Cela existe, on ne peut pas le nier, mais je ne l’ai pas vécu. Aujourd’hui, je suis cheffe de service dans une collectivité, j’ai toujours eu des responsabilités dans ma vie professionnelle, mais je peux vous dire que lorsque j’ai été Miss ronde univers pendant trois ans, je me suis battue pour dire que ce n’était pas rien, mais le sujet n’intéressait pas vraiment.

Estimez-vous faire partie de la catégorie des grosses ?

Je ne m’estime pas grosse, mais pulpeuse.

C’est une façon de vous accepter ?

Chacun fait son chemin pour accepter ce qu’il est. Être bien dans ma peau était ma priorité et c’est ce que j’essaye de transmettre aux gens avec mon blog (beyoutifulproject.fr). J’ai fait en sorte de m’accepter comme je suis, pas de « m’assumer », car je ne vois pas ce que j’ai à assumer. Même une fille que l’on dit super belle peut avoir des complexes. Pour être claire, je suis en surpoids, mais je n’ai aucun problème de santé. Je n’ai pas de cholestérol, tous mes examens sont excellents. Il n’y a pas de généralités là-dedans, quelqu’un en surpoids n’est pas forcément en mauvaise santé, contrairement à ce que l’on peut raconter, et quelqu’un de mince peut rencontrer des problèmes de santé.

«L’obèse a toujours l’image du gourmand qui s’adonne à une jouissance solitaire, d’une personne qui se place en dehors du circuit des adultes sur un mode régressif», a déclaré dans le Figaro le psychiatre et nutritionniste Bernard Waysfeld. Qu’en pensez-vous ?

Il y a des moments où tu te replies, où tu ne vas pas bien, quand tu es en stress… et la nourriture permet de t’apaiser, je peux en parler, je l’ai vécu. Je suis d’accord avec cette phrase, c’était mon souci pendant de nombreuses années. Je compensais une angoisse, un manque.

Des études montrent que des professionnels de santé sont moins tolérants envers les obèses…

C’est vrai.

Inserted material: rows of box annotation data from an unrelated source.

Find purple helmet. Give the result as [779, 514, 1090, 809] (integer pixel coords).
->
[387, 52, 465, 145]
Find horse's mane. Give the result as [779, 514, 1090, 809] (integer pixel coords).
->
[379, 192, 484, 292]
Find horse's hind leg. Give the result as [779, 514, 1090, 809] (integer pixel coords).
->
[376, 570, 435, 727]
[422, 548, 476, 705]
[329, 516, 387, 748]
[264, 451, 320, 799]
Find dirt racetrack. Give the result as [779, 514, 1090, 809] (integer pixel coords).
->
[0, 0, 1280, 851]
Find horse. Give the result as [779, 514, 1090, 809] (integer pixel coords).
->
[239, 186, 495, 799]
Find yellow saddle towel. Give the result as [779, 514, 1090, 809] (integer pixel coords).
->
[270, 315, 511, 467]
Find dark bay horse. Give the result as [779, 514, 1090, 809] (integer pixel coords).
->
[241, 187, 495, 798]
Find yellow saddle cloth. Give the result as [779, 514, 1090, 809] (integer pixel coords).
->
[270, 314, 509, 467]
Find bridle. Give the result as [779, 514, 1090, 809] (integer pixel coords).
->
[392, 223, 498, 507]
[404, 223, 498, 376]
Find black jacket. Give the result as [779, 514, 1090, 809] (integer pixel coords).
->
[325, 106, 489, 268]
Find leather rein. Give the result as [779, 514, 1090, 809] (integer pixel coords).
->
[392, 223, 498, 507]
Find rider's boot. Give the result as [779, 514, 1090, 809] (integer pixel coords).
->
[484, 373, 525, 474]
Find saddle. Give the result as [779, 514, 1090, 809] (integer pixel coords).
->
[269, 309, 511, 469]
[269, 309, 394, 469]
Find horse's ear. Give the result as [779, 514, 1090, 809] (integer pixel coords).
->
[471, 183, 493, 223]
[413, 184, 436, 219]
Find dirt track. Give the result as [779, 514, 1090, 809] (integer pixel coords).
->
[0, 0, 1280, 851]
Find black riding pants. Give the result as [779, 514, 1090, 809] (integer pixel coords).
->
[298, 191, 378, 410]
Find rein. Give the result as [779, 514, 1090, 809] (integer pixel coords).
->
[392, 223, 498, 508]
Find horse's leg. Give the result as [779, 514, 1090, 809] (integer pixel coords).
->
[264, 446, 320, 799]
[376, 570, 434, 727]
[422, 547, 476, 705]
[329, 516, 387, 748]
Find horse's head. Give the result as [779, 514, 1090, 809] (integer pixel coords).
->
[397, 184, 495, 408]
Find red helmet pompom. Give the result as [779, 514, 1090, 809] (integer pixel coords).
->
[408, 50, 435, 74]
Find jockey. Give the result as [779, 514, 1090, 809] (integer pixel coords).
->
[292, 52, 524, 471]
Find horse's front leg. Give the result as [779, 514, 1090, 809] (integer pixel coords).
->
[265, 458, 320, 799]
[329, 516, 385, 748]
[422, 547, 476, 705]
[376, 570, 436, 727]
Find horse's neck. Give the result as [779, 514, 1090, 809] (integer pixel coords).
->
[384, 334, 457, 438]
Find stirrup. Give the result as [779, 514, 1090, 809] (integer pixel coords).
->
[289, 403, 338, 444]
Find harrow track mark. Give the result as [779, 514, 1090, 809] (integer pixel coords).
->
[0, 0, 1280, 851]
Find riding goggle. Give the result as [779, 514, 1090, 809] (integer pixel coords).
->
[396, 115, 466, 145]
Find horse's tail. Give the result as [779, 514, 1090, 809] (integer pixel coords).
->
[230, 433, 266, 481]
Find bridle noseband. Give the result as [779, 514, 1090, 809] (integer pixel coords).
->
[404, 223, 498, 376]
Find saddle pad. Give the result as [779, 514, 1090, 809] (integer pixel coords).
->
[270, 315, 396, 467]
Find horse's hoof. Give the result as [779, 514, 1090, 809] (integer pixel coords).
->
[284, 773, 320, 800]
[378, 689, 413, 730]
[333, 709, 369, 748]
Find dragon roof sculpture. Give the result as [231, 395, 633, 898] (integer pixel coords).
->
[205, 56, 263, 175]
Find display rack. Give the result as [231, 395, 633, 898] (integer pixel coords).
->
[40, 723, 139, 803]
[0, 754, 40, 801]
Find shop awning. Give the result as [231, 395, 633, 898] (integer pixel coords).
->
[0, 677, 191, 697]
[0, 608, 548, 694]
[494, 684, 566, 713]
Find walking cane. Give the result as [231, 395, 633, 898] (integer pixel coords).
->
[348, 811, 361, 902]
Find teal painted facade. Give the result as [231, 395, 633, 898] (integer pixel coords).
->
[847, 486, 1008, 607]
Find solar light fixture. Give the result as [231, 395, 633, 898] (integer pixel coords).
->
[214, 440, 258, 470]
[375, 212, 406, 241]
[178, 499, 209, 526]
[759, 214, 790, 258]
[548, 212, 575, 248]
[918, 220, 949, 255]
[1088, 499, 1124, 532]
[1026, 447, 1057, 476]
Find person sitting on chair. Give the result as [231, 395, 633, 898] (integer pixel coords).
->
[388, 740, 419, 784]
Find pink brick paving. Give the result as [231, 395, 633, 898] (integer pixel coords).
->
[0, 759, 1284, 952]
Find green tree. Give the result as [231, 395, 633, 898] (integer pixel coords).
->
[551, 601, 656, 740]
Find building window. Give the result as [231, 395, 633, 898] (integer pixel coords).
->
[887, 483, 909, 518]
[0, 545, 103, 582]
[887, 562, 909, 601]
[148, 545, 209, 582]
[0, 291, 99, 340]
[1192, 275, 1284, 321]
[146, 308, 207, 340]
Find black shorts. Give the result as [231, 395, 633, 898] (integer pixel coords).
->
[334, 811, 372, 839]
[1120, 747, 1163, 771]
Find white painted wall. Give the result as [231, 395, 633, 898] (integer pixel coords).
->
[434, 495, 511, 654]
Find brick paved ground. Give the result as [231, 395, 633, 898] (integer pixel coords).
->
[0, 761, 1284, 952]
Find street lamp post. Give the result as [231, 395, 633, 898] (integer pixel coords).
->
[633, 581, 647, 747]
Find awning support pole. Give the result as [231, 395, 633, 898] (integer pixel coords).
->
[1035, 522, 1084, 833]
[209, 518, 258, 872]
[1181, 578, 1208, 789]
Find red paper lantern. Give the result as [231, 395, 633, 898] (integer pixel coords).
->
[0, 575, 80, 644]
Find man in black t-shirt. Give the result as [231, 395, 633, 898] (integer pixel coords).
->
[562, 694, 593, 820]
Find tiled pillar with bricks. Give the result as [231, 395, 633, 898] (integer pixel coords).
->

On m’a toujours dit « mais c’est facile, si tu perdais 10, 15 ou 20 kg, tu serais tellement mieux ». J’ai vécu une longue période où je faisais du sport trois fois par semaine, de la course à pied, je mangeais équilibré, je cuisinais à base de produits locaux et frais, etc. et je n’ai jamais perdu 1 gramme.

En France, il y a 6 millions et demi d’obèses et près de 2 millions de personnes souffrent de surpoids. Notre société ne semble pas vraiment adaptée, comment vivez-vous cela ?

Je fais rarement les magasins, j’achète mes vêtements sur Internet, car il est quasiment impossible de trouver un 46/48 qui ne fasse pas vieillot, mais un peu sexy.

Êtes-vous engagée dans un combat, à l’image de Leslie Barbara Butch ?

Je ne combats personne. J’ai fait un travail sur moi et c’est cela que j’essaye de transmettre. J’ai voulu me prouver des choses à moi-même avant de les prouver aux autres. J’ai eu la chance d’être beaucoup suivie en Alsace, cela a donné du poids à mes messages, mais quand j’ai essayé d’entrer en contact avec des agences de mannequins, elles n’ont jamais donné suite, on me disait souvent que j’étais trop petite pour défiler, et même chez les rondes il y a de la discrimination, personne ne se fait de cadeau, en fait.